Ein Jahr nach seiner verpatzten Rede bei der Bewerbung um den Parteivorsitz verstolpert Merz auch zu Beginn seinen Leipziger Auftritt, als er sich und die CDU als loyal lobt. Kopfschütteln im Saal. Wer hat Merkels Regierung noch mal ein grottenschlechtes Erscheinungsbild attestiert und das Revolutionsgeraune damit befeuert? Viel gefährlicher könnten Kramp-Karrenbauer am Ende ohnehin Armin Laschet und Jens Spahn werden, die ihr noch den Rücken stärken.

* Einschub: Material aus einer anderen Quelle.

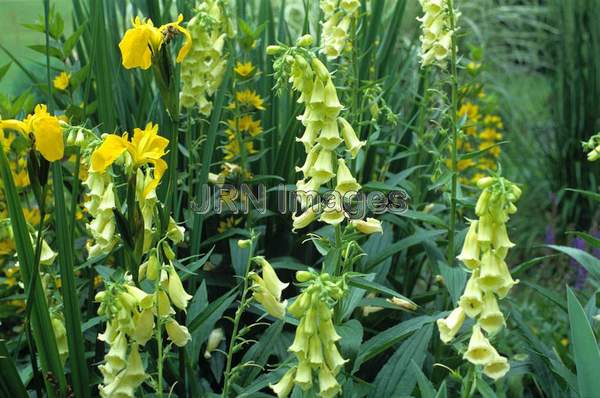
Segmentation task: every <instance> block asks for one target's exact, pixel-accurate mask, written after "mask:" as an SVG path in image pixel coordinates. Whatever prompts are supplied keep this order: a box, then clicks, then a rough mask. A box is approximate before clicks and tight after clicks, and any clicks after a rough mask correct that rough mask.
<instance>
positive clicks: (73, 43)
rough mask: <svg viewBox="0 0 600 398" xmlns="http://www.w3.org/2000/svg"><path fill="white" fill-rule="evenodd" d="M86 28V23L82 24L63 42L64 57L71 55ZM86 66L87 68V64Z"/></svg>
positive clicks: (86, 23)
mask: <svg viewBox="0 0 600 398" xmlns="http://www.w3.org/2000/svg"><path fill="white" fill-rule="evenodd" d="M86 27H87V22H84V23H82V24H81V25H80V26H79V28H78V29H77V30H76V31H75V32H73V34H72V35H71V36H69V38H68V39H67V40H65V44H64V45H63V54H65V56H67V57H68V56H69V55H71V52H72V51H73V48H75V45H76V44H77V40H79V37H80V36H81V34H82V33H83V31H84V30H85V29H86ZM86 66H89V64H88V65H86Z"/></svg>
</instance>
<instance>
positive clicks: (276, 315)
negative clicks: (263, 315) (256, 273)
mask: <svg viewBox="0 0 600 398" xmlns="http://www.w3.org/2000/svg"><path fill="white" fill-rule="evenodd" d="M249 276H250V278H251V279H252V281H253V284H252V291H253V294H252V297H254V299H255V300H256V301H258V302H259V303H260V304H262V306H263V307H264V308H265V310H266V311H267V313H269V314H270V315H272V316H274V317H275V318H278V319H283V317H284V316H285V307H286V306H287V300H286V301H284V302H281V301H279V300H278V299H277V298H276V297H275V296H274V295H273V293H271V291H270V290H269V288H268V287H267V284H266V283H265V281H264V279H263V278H261V277H260V276H258V275H257V274H256V273H254V272H251V273H250V274H249Z"/></svg>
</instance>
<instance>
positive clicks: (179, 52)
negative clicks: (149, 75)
mask: <svg viewBox="0 0 600 398" xmlns="http://www.w3.org/2000/svg"><path fill="white" fill-rule="evenodd" d="M181 22H183V15H179V17H178V18H177V21H175V22H171V23H168V24H165V25H161V26H160V27H158V28H156V27H155V26H154V24H153V23H152V20H150V19H148V20H146V21H145V22H144V21H142V20H141V19H140V17H136V18H135V19H132V20H131V24H132V25H133V28H130V29H128V30H127V32H125V35H124V36H123V39H122V40H121V42H120V43H119V49H120V50H121V56H122V58H123V60H122V63H123V67H125V69H132V68H141V69H144V70H145V69H148V68H150V66H152V59H153V58H154V56H155V55H157V54H158V52H159V51H160V49H161V48H162V45H163V44H165V43H168V42H169V41H170V40H172V38H173V37H174V36H175V35H177V34H178V33H181V34H183V35H184V37H185V41H184V43H183V45H182V46H181V49H180V50H179V53H178V54H177V62H178V63H179V62H181V61H183V60H184V59H185V57H186V56H187V54H188V52H189V51H190V48H191V47H192V38H191V36H190V33H189V32H188V31H187V30H186V29H185V28H183V27H181V26H180V24H181Z"/></svg>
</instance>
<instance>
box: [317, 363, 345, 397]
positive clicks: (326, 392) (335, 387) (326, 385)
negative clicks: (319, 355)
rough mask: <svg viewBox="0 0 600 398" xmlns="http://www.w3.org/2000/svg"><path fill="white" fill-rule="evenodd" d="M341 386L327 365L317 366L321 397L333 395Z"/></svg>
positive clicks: (319, 387) (336, 393) (335, 392)
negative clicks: (319, 367)
mask: <svg viewBox="0 0 600 398" xmlns="http://www.w3.org/2000/svg"><path fill="white" fill-rule="evenodd" d="M340 390H341V387H340V385H339V383H338V382H337V380H336V379H335V377H334V376H333V374H332V373H331V371H330V370H329V369H328V368H327V366H325V365H323V366H321V367H320V368H319V393H320V394H321V396H322V397H335V396H336V395H337V394H338V393H339V392H340Z"/></svg>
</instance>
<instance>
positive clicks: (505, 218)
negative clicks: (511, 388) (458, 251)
mask: <svg viewBox="0 0 600 398" xmlns="http://www.w3.org/2000/svg"><path fill="white" fill-rule="evenodd" d="M478 186H479V188H481V189H482V192H481V195H480V196H479V199H478V201H477V205H476V207H475V213H476V214H477V216H479V220H476V221H472V222H471V225H470V227H469V230H468V232H467V235H466V237H465V242H464V245H463V248H462V251H461V253H460V255H459V256H458V257H457V258H458V259H459V260H460V261H462V262H463V264H464V265H465V266H466V267H467V268H469V269H470V270H471V271H472V273H471V277H470V279H469V281H468V282H467V286H466V287H465V291H464V293H463V295H462V296H461V298H460V300H459V306H458V307H457V308H456V309H455V310H454V311H452V313H451V314H450V315H449V316H448V317H447V318H446V319H440V320H438V321H437V324H438V328H439V331H440V338H441V339H442V341H443V342H445V343H449V342H450V341H451V340H452V339H453V338H454V336H455V335H456V333H458V331H459V330H460V328H461V326H462V324H463V321H464V319H465V315H466V316H468V317H469V318H476V321H477V322H476V324H475V325H474V326H473V330H472V334H471V340H470V341H469V346H468V349H467V351H466V352H465V353H464V356H463V357H464V358H465V359H467V360H468V361H469V362H471V363H472V364H475V365H483V373H484V374H486V375H487V376H489V377H491V378H493V379H499V378H501V377H503V376H504V375H505V374H506V372H508V370H509V368H510V367H509V364H508V360H507V359H506V358H505V357H502V356H500V354H498V352H497V351H496V349H495V348H494V347H493V346H492V345H491V344H490V342H489V340H488V339H487V338H486V336H485V335H484V333H483V331H485V332H486V333H488V334H490V335H494V334H496V333H498V331H500V330H501V329H502V328H503V327H504V326H505V325H506V323H505V320H504V315H503V314H502V312H501V311H500V308H499V307H498V301H497V300H500V299H503V298H504V297H506V295H507V294H508V292H509V291H510V289H511V288H512V287H513V286H514V285H515V284H516V283H518V281H515V280H513V278H512V276H511V274H510V271H509V269H508V266H507V265H506V262H505V258H506V255H507V253H508V249H510V248H511V247H513V246H514V244H513V243H512V242H511V241H510V240H509V238H508V234H507V232H506V223H507V221H508V219H509V215H510V214H514V213H515V212H516V211H517V208H516V206H515V205H514V202H516V201H517V200H518V199H519V197H520V196H521V190H520V189H519V187H517V185H516V184H513V183H511V182H510V181H508V180H506V179H504V178H501V177H485V178H482V179H480V180H479V182H478ZM482 330H483V331H482Z"/></svg>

Grünen-Parteitag: Es war einmal eine Friedenspartei

Nachgereicht werden soll hier ein Bericht von einem anderen Parteitag. So berichtete auch das Neue Deutschland vom kürzlichen Konvent der Grünen. Unter der Überschrift "Es war einmal eine Friedenspartei" schreibt die Zeitung:

Der Parteitag im Mai 1999 war eine Zäsur für die Grünen. 20 Jahre später haben sie am Wochenende erneut eine Bundesdelegiertenkonferenz in Bielefeld abgehalten und sind kaum wiederzuerkennen. In der Zwischenzeit haben die Grünen in der einstigen Bundesregierung mit der SPD auch den Kriegseinsatz in Afghanistan sowie in der Folgezeit diverse weitere Einsätze der Bundeswehr unterstützt. Die mit großer Mehrheit in Bielefeld wiedergewählte Parteichefin Annalena Baerbock wirbt am Wochenende auf der Bühne 'perspektivisch' für eine 'europäische Armee'.

Der Kommentator J. K. sagt dazu auf den NachDenkSeiten:

Im Neuen Deutschland findet sich die einzige kritische Auseinandersetzung mit der aktuellen Programmatik der Grünen. Deren Kriegsorientierung passt bestens zu den jüngsten Statements der Verteidigungsministerin Kramp-Karrenbauer, die die Bundeswehr in weltweite Rohstoffkriege schicken will. Überraschen sollte dies jedoch nicht, schließlich will man 2021 mit an die Regierung, da muss der deutschen Oligarchie Verlässlichkeit signalisiert werden.